The Rev. J.J. Mason, who spent nearly a half century as a Methodist preacher, never forgot the cross roads that nearly cost him his life back in the early 1900s. Fortunately, he made the right choice.

The chain of events leading to Mason’s critical moment of decision began when two men knocked on the door of his parsonage to ask if he could conduct a funeral at a rural residence. The funeral had been set for 4 o’clock that afternoon, they said.

Looking at his watch, the preacher noted that it was already 5 o’clock. Yes, they realized that. The problem was they hadn’t been able to find a preacher willing to ride out into the country to conduct the services.

Mason agreed and hitched his horse to his buggy. With the two men as his escort, he reached the residence after dark.
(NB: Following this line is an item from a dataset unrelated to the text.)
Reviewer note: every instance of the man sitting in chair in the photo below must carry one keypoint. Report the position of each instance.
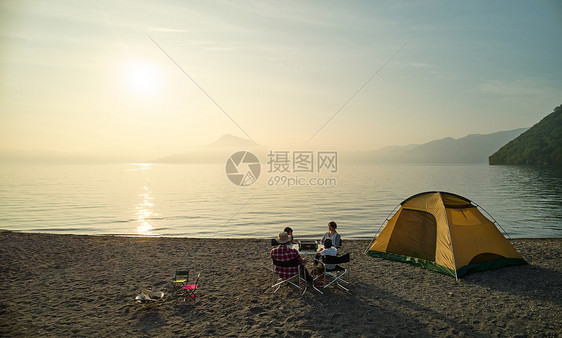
(283, 253)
“The corpse was wrapped in a sheet and lay on the only bed in the small house,” Mason recalled in “Six Other Days,” his self-published memoir. “There was no coffin. The family was too poor to buy one.”

The preacher provided a service as modest as the means of the grieving family. A couple of “dear old ladies” sang “Sweet By and By,” after which Mason read a few passages from the Bible. Then he made a short talk about the dearly departed and closed with a simple prayer.

On his way home, he got lost. Riding up on a country dance in progress, he accepted an invitation to stay for the night. “Go feed your horse, then feed yourself,” a friendly soul offered. Mason turned in early, but the banjo- and guitar-playing and the stomping of feet kept him up late.

In the morning, somewhat sleep-deprived, the preacher left for his next appointment, still pretty far back in the sticks.

Soon, Mason came to the intersection of two roads. Still not knowing where he was, he stopped to ponder the fundamental question of which road to take.

Fortunately, a substantial house stood nearby. Hoping for directions, the preacher shouted a friendly “Hello!”

Soon a woman’s voice yelled: “Pa, there is that man again.”

At that, a tall, grim-faced man burst out the front door with a double-barreled shotgun in his hands.

“I was near enough to hear both hammers click and to see his eyes looking straight into mine as he aimed the gun,” Mason remembered.

The minister could have said a prayer or talked fast. Having preached that God helps those who help themselves, Mason chose the latter course.

“Sir, I am the Methodist preacher,” he said quickly. “I held a funeral back over here a few miles, and I am trying to get to my [next] appointment, if you will be good enough to give me the directions.”

The man squinted down the barrel of his side-by-side, but something about the young fellow’s voice kept the farmer from pulling both triggers.

“Say them words again,” he said.

More slowly this time, Mason repeated his statement.

At that, the man lowered the weapon and clicked the hammers down. Not one for idle talk, the farmer indicated with a wave of his hand which road the preacher should take.

Mason thanked him and drove off, not yet fully appreciating how close to death he had come.

A week or so later, the reverend figured out what had happened. It involved one of his congregants. One of the men who attended his services could have passed as his double, and often did. But the similarities between the two men stopped with appearance.

It turned out that the other man, though married, had made overtures to the daughter of the farmer the Mason had run into. When the daughter first saw the preacher, she had thought he was her erstwhile suitor and told her father.

“My guess is that my … double stayed away from that place,” Mason later wrote. He added, with understated certainty, “I never had a desire to go back.”